(Mod 10) Jerome Glenn, Thinking ahead
Pages 48–49
1. The Millennium Project
A global think‑tank studying the 15 Global Challenges facing humanity.
Goal: help the world build a better future, but current efforts are inefficient.
The challenges are interconnected — progress in one helps the others.
⭐ 2. The World Today: Good News + Bad News
Good Trends
Fewer wars: armed conflicts down 40% since early 1990s.
International crises down 70% (1981–2001).
Arms transfers down 33% (1990–2003).
Refugees down 45% (1992–2003).
Global economy growing faster than population → rising per‑capita income.
Bad Trends
Water tables falling; 40% of people rely on shared water sources.
Human consumption is 23% above what nature can regenerate.
Widening income inequality in 53 countries (80% of humanity).
2.5 billion people live on $2/day or less.
Poor countries can’t compete with China/India’s low‑wage, high‑tech industries.
Commodity‑dependent countries will suffer as resources run out.
⭐ 3. If We Continue “Business as Usual”
Expect:
Environmental collapse
Economic failures
Mass migration
Rising anger over inequality
People want to do the right thing, but leadership + clear plans are missing.
⭐ 4. Population Trends
World population: 6.5B → 9B by 2050, then possibly down to 5.5B by 2100.
Aging + longer lives will force changes in:
Retirement
Healthcare
Social systems
⭐ 5. Infectious Disease Risks
Disease threats are unpredictable.
Sequencing tech is faster (HIV took 15 years; SARS took 1 month).
But vaccines may not keep up.
New idea: medicines that boost the immune system quickly, regardless of disease.
⭐ 6. Violence Against Women
After disease + hunger, violence against women is the biggest cause of death for women.

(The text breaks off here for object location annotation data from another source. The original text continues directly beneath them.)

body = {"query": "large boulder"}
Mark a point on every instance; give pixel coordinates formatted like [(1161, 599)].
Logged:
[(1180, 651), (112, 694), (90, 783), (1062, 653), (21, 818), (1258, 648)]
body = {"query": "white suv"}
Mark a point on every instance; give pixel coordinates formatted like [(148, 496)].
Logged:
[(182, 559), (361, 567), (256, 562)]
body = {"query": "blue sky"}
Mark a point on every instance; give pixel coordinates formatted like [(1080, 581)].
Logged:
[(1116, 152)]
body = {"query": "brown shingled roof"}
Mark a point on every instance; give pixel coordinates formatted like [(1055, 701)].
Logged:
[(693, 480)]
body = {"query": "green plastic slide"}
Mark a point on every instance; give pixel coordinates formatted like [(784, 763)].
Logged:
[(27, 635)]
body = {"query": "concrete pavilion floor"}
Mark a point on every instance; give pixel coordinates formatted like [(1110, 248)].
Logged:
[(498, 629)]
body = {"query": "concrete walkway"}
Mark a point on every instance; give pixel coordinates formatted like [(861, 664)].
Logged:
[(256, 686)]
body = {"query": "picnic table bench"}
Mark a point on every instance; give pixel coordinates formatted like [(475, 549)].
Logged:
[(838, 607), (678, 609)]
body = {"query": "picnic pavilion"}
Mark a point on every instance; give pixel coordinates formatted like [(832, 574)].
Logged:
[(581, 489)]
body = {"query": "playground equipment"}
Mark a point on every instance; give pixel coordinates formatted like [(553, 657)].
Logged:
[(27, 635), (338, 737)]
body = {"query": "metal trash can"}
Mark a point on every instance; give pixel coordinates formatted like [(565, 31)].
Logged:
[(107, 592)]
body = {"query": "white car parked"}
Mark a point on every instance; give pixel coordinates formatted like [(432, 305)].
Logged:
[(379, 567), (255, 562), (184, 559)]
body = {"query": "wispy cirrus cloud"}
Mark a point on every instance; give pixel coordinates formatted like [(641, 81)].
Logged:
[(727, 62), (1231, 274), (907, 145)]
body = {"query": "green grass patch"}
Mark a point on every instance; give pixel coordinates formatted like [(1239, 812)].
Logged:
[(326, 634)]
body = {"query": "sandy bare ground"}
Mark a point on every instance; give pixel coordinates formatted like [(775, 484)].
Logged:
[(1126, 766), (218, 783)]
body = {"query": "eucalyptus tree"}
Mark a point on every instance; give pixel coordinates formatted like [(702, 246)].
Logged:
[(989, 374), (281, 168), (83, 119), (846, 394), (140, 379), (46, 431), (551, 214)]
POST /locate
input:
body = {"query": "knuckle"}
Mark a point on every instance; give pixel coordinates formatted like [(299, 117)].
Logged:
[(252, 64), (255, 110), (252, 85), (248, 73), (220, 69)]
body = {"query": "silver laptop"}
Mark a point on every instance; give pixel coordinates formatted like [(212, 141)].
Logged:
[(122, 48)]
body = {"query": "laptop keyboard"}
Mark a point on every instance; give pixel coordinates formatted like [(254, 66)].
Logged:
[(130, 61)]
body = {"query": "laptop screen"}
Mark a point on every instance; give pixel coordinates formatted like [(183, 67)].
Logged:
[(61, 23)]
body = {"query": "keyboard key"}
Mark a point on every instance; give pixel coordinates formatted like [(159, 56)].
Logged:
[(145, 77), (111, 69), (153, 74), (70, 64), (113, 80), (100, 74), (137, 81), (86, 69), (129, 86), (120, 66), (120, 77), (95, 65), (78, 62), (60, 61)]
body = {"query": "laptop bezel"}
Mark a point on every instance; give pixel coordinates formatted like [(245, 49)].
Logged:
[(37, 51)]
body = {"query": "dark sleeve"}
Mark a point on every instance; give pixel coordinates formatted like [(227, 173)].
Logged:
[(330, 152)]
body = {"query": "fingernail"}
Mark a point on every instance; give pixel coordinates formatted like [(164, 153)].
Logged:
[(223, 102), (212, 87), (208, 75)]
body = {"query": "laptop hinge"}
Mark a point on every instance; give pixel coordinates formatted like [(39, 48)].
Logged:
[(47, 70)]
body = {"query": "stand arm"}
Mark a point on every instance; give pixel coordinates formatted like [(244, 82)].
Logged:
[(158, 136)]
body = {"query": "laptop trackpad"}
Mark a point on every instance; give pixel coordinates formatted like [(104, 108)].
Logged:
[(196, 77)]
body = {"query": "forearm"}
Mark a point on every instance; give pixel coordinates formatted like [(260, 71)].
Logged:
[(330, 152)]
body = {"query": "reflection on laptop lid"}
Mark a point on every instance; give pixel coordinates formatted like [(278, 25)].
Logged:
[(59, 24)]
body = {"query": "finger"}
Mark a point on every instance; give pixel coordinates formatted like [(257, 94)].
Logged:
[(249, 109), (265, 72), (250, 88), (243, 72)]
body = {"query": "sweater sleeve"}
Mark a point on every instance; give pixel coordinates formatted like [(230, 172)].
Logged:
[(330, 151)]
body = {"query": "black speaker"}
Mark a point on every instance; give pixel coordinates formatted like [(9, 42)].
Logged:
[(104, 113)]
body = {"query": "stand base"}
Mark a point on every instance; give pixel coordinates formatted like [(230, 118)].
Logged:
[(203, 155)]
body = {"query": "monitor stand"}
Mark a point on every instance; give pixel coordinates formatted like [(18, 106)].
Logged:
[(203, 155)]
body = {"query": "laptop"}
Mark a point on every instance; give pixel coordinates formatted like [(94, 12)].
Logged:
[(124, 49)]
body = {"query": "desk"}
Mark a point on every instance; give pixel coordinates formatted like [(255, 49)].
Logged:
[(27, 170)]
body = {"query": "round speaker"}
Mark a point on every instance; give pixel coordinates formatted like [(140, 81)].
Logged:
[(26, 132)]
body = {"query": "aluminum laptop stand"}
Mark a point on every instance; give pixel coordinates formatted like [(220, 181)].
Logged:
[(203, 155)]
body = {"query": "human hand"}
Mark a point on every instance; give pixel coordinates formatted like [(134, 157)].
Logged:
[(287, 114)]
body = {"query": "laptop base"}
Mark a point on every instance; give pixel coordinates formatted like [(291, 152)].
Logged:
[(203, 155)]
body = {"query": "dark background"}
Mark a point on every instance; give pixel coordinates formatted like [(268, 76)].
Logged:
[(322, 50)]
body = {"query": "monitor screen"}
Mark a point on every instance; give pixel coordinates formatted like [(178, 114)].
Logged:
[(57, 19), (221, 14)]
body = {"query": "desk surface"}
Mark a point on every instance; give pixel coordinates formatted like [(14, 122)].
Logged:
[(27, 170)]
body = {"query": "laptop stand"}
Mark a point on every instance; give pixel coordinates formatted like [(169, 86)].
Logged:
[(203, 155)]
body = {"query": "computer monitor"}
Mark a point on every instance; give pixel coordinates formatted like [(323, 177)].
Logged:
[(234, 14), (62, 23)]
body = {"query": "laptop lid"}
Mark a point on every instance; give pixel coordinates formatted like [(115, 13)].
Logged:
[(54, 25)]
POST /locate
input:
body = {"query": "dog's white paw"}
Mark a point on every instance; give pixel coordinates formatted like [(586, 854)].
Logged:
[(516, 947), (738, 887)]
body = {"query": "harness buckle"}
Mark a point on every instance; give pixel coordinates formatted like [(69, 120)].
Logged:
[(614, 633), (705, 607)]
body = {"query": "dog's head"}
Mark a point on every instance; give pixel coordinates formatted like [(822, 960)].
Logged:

1 in 5 women experience rape or attempted rape.
1 in 3 women experience some form of violence.
80% of human trafficking victims are women → “largest slave trade in history.”
⭐ 7. Rapid Technological Change
Genetic engineering may allow:
Creating life forms that produce hydrogen fuel
Printing artificial organs using living cells
Technology is accelerating so fast it may outpace human control.
Need a global system to help the public + politicians understand science.
⭐ 8. What the World Needs
A coordinated process linking:
Governments
Corporations
Universities
Better public education on global challenges (e.g., films like An Inconvenient Truth).
Ethical, long‑term thinking in policymaking.
⭐ 9. Terrorism & Future Risks
Terrorism grows when systems feel unjust.
Future tech (like desktop molecular manufacturing) could let individuals create weapons of mass destruction.
Therefore, global cooperation between rich and poor is practical, not idealistic.
⭐ 10. Big Idea
“The welfare of all depends on the welfare of each person.”
This isn’t idealism — it may become necessary for global security.